MYTH OF SCARCITY: Used to pit people against each other, this is the fostering of the belief that resources are limited and the blaming of members of the marginalized group for using up too much of the limited resources available.

However, the controversy did not end with the guide’s withdrawal from Amherst’s website. Some students and faculty were upset that the college decided to take it down.

“People started printing the document … put them around the school. In the freshman dorms, in the cafeteria, in the library, everywhere,” said Robert Barasch, the president of the Amherst College Republicans, in an interview with The Daily Signal. Barasch added that they paired the document “with the printed copies of the president’s statement, as well as the diversity and inclusion officer’s statement apologizing for it … [They] crossed out those statements, and some of them wrote … hashtag ‘not my president.’”
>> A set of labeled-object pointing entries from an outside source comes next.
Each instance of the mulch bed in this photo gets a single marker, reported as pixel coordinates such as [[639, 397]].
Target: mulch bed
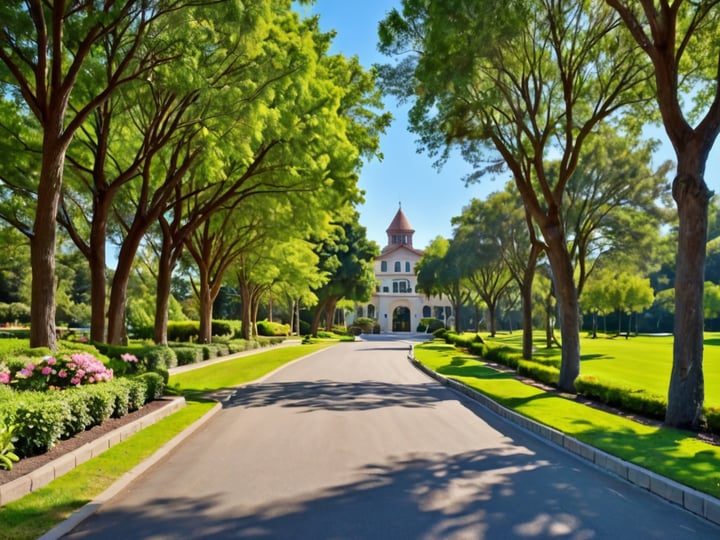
[[28, 465]]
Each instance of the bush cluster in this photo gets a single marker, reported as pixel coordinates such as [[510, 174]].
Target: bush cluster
[[42, 418], [50, 372], [624, 397], [267, 328], [546, 371]]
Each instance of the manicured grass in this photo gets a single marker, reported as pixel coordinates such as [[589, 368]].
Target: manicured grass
[[638, 362], [672, 453], [235, 372], [41, 510]]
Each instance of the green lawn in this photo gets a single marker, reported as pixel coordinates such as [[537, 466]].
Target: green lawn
[[639, 362], [41, 510], [672, 453]]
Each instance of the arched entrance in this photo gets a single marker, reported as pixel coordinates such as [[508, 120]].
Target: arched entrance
[[401, 319]]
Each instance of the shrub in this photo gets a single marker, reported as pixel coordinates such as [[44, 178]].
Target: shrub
[[40, 418], [121, 399], [539, 372], [154, 385], [188, 355], [80, 417], [366, 325], [430, 325], [101, 403], [712, 419], [62, 372], [7, 445]]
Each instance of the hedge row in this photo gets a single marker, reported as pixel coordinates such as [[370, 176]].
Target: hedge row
[[41, 419], [629, 399]]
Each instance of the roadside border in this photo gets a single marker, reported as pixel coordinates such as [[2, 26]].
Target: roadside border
[[694, 501]]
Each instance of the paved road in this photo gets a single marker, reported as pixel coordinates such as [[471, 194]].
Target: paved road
[[355, 443]]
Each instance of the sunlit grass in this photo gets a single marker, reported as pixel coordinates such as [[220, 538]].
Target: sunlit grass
[[643, 361], [672, 453], [41, 510]]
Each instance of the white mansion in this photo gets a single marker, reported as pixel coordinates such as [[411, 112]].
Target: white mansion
[[396, 304]]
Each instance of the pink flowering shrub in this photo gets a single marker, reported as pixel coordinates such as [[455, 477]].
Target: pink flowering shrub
[[4, 374], [58, 373]]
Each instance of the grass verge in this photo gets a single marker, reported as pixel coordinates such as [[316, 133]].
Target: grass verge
[[41, 510], [672, 453]]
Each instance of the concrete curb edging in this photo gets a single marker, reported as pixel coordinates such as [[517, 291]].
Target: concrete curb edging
[[694, 501], [47, 473], [65, 527]]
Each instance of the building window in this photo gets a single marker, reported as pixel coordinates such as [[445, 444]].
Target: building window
[[401, 286]]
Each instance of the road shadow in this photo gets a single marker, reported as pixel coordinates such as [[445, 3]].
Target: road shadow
[[489, 494], [326, 395]]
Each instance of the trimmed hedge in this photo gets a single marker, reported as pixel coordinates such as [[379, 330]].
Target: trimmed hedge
[[631, 399], [41, 419], [267, 328]]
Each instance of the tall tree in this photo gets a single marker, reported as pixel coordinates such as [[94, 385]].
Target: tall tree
[[439, 273], [346, 257], [533, 79], [680, 39], [48, 47], [503, 222]]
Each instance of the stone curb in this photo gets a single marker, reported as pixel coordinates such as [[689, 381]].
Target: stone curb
[[65, 527], [42, 476], [699, 503]]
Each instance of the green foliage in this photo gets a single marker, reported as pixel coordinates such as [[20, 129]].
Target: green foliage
[[364, 325], [7, 445], [188, 355], [545, 374], [41, 418], [430, 325], [154, 385], [80, 417], [267, 328], [616, 395]]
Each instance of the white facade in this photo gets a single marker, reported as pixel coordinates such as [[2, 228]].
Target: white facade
[[396, 303]]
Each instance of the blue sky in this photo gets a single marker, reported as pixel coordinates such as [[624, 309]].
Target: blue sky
[[430, 198]]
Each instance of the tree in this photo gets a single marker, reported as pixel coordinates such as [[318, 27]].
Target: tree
[[48, 49], [503, 221], [481, 263], [679, 38], [532, 79], [440, 273], [346, 257]]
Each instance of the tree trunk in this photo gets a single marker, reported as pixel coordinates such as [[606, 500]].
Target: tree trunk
[[162, 299], [566, 294], [317, 317], [492, 323], [42, 243], [686, 393], [98, 278]]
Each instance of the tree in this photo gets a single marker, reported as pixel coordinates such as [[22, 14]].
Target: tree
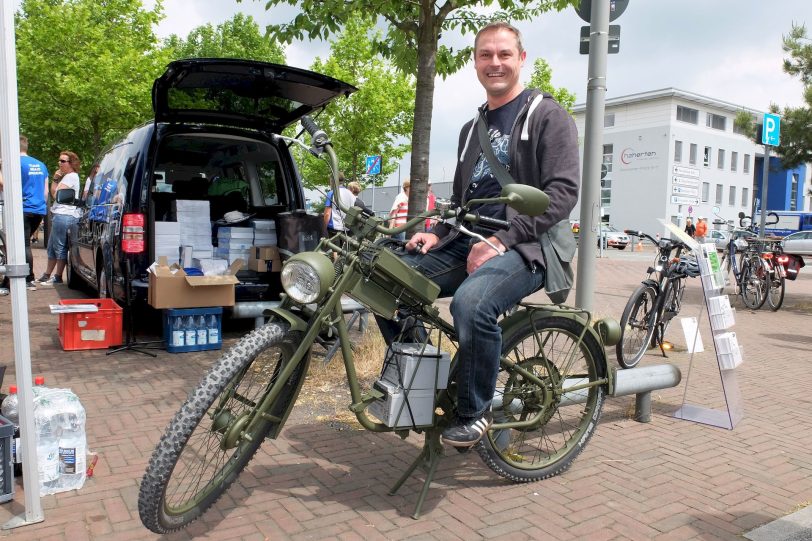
[[412, 42], [542, 78], [85, 72], [796, 122], [371, 120], [239, 37]]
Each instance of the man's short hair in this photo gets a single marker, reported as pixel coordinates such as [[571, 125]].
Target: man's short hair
[[500, 25]]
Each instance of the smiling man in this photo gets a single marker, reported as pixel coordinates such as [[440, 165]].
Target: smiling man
[[535, 140]]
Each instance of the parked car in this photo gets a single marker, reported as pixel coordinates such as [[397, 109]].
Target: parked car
[[799, 243], [213, 140], [613, 238]]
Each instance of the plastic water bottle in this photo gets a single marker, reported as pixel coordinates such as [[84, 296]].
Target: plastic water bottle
[[202, 330], [178, 334], [47, 447], [72, 445], [10, 404], [213, 330], [191, 332]]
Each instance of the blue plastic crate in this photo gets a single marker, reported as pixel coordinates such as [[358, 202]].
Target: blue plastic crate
[[213, 340]]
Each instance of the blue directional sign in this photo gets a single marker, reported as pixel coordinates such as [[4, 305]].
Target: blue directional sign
[[374, 165], [771, 133]]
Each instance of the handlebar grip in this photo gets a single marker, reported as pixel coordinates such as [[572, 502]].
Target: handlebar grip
[[493, 222]]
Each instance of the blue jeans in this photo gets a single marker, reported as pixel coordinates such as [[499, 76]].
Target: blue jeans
[[478, 301]]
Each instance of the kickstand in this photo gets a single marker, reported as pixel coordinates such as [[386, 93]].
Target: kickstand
[[428, 459]]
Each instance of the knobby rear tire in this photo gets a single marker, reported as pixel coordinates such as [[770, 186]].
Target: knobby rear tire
[[189, 470], [532, 454], [637, 326]]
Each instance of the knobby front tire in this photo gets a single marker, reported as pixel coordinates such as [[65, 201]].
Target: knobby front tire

But, Barasch added, “it’s important to understand that the school did a bad thing. It doesn’t mean the school is bad.”

“All the ‘free speech’ and ‘free exchange of ideas’ stuff are non-sequiturs and poison the well,” John Drabinski, professor of black studies and of film and media studies, told the school newspaper The Amherst Student. “That reaction, if I can be honest, is a symptom of race and sex panic.”

“Freedom of expression, research, and teaching has no relationship to the Common Language document … . Casting it in those terms is paranoid and diverts us from the real hard work of being a respectful community of difference,” Drabinski said.

Jonathan Butcher, a senior policy analyst at the Center for Education Policy at The Heritage Foundation, took strong exception to Drabinski’s view of the controversy.

Colleges need to return to the idea that it is not their responsibility to protect students from new ideas—something the University of Chicago has articulated so well in their position statements on free speech.

Students need to learn how to have civil discussions, especially on hot-button issues. Their success in the future in the workplace and with friends and other relationships may depend on it.

Amherst College did not respond to a request for comment.

The original photo accompanying this article has been replaced since it showed University of Massachusetts at Amherst, not Amherst College.